The second creditors’ meeting
The second creditors’ meeting is generally held approximately five weeks after the start of the administration process. It follows the investigation process and during the meeting, creditors are given the opportunity to decide the company’s future.
At least five business days prior to the meeting, the voluntary administrator must send creditors various documents so they are prepared for the meeting. These include:
- A notice of the meeting
- The report by the administrator
- If a Deed of Company Arrangement is going to be advised, a statement about this proposal
The administrator will assess which of the three possible options for the business is in the best interest of the creditors. These include:
- Control of the company goes back to the directors. In this case, the voluntary administration process would be deemed unnecessary and the company would be deemed viable.
- A Deed of Company Arrangement (DOCA) is designed, stating the intentions of the company moving forward, or;
- The company is wound up and put into liquidation.

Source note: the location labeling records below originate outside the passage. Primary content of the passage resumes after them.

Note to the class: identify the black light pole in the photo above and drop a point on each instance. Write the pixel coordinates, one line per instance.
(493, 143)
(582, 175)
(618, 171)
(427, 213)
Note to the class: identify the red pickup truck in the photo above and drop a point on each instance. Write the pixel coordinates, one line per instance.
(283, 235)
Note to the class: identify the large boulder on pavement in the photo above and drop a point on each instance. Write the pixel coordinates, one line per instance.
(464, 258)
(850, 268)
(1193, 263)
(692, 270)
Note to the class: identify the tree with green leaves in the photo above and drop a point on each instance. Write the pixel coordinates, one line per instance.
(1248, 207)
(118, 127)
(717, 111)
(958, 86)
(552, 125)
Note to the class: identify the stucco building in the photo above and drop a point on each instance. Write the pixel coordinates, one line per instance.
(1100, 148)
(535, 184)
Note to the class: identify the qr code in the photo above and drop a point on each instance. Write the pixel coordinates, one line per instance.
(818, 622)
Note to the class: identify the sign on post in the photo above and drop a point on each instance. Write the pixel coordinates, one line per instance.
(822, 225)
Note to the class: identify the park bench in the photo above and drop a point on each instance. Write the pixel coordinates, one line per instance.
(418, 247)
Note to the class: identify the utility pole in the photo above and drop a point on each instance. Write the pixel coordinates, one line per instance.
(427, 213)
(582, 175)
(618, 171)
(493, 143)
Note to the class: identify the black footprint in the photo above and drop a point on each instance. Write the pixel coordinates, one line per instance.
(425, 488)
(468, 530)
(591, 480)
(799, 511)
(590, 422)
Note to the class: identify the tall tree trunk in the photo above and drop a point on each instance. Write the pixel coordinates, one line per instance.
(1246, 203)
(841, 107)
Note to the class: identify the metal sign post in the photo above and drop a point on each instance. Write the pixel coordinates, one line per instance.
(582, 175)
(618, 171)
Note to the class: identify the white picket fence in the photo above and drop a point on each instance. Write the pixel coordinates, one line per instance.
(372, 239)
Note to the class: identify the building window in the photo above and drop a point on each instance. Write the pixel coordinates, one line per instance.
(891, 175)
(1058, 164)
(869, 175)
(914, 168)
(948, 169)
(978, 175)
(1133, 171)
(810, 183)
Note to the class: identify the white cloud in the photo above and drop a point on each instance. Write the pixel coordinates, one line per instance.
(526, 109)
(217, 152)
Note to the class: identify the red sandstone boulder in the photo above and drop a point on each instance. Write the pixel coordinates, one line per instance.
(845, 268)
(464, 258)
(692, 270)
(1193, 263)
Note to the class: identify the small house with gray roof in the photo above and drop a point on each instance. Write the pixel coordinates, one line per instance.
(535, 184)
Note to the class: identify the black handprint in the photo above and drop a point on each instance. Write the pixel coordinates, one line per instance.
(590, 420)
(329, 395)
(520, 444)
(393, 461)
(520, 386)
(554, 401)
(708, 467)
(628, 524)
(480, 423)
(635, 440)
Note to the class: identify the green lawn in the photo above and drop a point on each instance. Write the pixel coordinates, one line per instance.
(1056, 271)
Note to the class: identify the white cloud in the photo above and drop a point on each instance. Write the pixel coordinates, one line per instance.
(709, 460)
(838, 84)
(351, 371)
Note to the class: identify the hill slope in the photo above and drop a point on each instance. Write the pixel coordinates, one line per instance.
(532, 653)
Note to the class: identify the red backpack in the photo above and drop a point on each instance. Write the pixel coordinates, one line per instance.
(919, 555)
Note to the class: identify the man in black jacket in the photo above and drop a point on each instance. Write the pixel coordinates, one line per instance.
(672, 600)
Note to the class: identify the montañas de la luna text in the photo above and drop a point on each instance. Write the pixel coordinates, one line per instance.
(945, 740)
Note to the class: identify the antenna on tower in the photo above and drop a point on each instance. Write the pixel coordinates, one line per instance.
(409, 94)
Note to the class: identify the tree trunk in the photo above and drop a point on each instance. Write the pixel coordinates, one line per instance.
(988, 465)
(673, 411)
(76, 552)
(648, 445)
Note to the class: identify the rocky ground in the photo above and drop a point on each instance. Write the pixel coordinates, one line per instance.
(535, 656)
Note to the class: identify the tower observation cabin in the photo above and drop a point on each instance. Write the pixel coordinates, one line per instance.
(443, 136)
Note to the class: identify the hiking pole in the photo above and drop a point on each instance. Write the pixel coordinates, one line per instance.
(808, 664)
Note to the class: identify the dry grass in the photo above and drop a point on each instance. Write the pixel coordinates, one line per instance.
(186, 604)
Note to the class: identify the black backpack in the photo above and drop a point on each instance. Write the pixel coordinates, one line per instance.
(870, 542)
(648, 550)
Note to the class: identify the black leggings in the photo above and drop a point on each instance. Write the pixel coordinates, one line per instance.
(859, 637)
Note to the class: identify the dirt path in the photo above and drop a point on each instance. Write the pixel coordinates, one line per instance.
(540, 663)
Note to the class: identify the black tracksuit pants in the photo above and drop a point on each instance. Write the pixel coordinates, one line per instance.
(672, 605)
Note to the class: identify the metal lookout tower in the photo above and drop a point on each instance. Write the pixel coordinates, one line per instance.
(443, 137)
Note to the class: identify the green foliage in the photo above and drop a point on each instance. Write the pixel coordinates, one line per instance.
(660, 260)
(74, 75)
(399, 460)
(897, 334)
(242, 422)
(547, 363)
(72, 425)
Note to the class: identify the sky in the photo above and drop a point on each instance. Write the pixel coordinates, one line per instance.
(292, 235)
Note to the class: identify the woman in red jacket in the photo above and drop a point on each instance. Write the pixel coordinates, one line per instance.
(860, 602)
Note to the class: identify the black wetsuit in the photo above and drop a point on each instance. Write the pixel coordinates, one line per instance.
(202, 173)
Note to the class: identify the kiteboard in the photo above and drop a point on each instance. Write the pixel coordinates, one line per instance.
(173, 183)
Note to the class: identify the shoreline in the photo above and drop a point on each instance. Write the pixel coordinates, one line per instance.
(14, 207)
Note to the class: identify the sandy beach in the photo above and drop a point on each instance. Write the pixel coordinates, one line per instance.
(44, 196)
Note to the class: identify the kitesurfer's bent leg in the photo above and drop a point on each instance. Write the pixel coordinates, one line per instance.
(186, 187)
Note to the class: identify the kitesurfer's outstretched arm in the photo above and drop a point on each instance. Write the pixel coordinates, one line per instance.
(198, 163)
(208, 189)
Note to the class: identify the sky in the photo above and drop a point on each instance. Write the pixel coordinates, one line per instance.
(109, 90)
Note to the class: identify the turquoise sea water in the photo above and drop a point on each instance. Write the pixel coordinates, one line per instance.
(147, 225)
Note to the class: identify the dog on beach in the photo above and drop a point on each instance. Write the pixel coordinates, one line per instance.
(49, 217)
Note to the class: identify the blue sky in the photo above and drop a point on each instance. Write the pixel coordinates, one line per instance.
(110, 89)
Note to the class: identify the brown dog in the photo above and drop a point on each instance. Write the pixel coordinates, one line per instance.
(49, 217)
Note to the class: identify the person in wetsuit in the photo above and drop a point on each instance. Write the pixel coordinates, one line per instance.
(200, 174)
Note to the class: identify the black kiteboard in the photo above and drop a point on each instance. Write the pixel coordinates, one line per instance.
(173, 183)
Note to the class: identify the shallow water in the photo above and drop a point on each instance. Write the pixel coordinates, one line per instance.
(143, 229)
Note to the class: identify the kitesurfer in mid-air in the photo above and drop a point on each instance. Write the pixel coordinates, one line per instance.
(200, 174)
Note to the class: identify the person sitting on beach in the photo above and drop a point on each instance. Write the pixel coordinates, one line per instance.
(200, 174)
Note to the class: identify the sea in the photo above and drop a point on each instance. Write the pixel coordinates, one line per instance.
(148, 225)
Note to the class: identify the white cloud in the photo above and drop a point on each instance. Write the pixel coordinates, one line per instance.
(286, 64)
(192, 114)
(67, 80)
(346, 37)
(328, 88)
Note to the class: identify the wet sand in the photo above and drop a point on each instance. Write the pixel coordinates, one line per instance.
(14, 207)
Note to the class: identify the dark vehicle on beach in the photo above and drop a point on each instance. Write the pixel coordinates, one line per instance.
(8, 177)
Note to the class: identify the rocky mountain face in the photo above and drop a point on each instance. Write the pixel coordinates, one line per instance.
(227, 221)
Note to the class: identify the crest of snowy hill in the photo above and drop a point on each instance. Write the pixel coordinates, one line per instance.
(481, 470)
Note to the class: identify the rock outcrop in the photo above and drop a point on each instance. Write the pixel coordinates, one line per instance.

The administrator will give an opinion on each possible option and then recommend which he or she believes is best. In each case, there are different outcomes. If control of the company goes back to the directors, this occurs immediately. As the company has continued to trade as normal during the process, not much would change. If the creditors decide that a DOCA is the necessary step, the company must sign the deed within 15 business days and the deed administration begins. If the company is put into liquidation, the administrator becomes the liquidator and the process begins immediately.